St. Francis’ life began in wealth. Born to a cloth merchant in Assisi in 1181, Francis lived in luxury until war called him away from home, in 1204. It was immediately following the war that Francis received a vision; he soon lost his desire for a worldly life and returned to Assisi as a peasant. Francis’ father disowned him for his choice to follow Christ, and the saint-to-be began both begging and preaching on the streets.
St. Francis challenged everyone to protect nature. Legends about him paint a portrait of a man whose donkey wept upon his death; who blessed a wolf and commanded him to stop harming townspeople and their flocks; and who told his companions that he would “preach to” his “sisters the birds.” During his sermon, not one bird flew away. It is said that he once removed worms from a busy road and placed them to the side so they would not be crushed under human traffic.
St. Francis spent up to half of each year praying in different places amongst nature and the wilderness, living in hermitages, caves, under lean-to’s, and on mountainsides, interspersing this with preaching to animals and plants as well as to people.
While ministering to the poor and sick, Francis contracted conjunctivitis and malaria. Later, approaching death, he went back to Assisi where he died on October 3rd, 1226, at the age of 44. People reported a flock of larks swooping near and singing at the moment of his death.

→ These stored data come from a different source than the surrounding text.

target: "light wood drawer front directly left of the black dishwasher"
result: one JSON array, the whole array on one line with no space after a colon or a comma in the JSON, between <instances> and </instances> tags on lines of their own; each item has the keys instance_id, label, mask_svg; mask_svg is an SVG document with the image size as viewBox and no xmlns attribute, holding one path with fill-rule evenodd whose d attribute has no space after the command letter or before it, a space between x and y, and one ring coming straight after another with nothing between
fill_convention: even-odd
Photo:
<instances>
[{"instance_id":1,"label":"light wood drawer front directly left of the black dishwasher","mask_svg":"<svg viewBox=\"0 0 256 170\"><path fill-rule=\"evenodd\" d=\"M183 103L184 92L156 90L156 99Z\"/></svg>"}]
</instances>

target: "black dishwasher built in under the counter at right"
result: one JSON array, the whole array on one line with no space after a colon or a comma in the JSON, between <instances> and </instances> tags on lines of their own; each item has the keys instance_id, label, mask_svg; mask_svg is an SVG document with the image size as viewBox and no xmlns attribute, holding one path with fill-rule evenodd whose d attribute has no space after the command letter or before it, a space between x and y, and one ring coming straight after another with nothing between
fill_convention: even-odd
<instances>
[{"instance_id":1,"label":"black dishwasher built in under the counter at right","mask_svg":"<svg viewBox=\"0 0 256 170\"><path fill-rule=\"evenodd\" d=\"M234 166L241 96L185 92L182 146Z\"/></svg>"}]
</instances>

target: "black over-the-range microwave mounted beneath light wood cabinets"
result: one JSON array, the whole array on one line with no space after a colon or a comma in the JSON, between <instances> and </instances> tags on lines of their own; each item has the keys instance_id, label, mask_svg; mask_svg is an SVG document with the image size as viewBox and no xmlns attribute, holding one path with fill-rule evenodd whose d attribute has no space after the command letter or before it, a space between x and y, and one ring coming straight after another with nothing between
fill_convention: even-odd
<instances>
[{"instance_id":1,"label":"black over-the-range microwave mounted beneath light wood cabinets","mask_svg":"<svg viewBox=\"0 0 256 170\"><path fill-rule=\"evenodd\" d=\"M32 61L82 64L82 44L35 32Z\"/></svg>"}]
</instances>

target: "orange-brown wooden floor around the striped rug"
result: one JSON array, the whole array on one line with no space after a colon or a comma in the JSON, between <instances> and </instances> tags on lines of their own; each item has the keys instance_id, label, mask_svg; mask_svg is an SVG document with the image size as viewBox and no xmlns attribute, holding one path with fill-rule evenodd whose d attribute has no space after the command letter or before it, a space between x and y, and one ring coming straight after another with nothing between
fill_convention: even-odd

St. Francis before Pope Innocent III (from movie Brother Sun, Sister Moon 1972)
All Creatures Big and Small
Although Francis left behind relatively few written documents, his Canticle of the Creatures (also known as The Canticle of Brother Sun), composed one year before he died and while he was laying ill in a small dark hut near San Damiano, sings that the entire creation is charged with the goodness of God so that, even in eternal life, creation will offer praise and glory to the Most High.
The Canticle of the Creatures
Most high, all powerful, all good Lord! All praise is yours, all glory, all honor, and all blessing. To you, alone, Most High, do they belong. No mortal lips are worthy to pronounce your name.
Be praised, my Lord, through all your creatures, especially through my lord Brother Sun, who brings the day; and you give light through him. And he is beautiful and radiant in all his splendor! Of you, Most High, he bears the likeness.
Be praised, my Lord, through Sister Moon and the stars; in the heavens you have made them, precious and beautiful.
Be praised, my Lord, through Brothers Wind and Air, and clouds and storms, and all the weather, through which you give your creatures sustenance.
Be praised, My Lord, through Sister Water; she is very useful, and humble, and precious, and pure.
Be praised, my Lord, through Brother Fire, through whom you brighten the night. He is beautiful and cheerful, and powerful and strong.
Be praised, my Lord, through our sister Mother Earth, who feeds us and rules us, and produces various fruits with colored flowers and herbs.
Be praised, my Lord, through those who forgive for love of you; through those who endure sickness and trial. Happy those who endure in peace, for by you, Most High, they will be crowned.
Be praised, my Lord, through our Sister Bodily Death, from whose embrace no living person can escape. Woe to those who die in mortal sin! Happy those she finds doing your most holy will. The second death can do no harm to them.
Praise and bless my Lord, and give thanks, and serve him with great humility.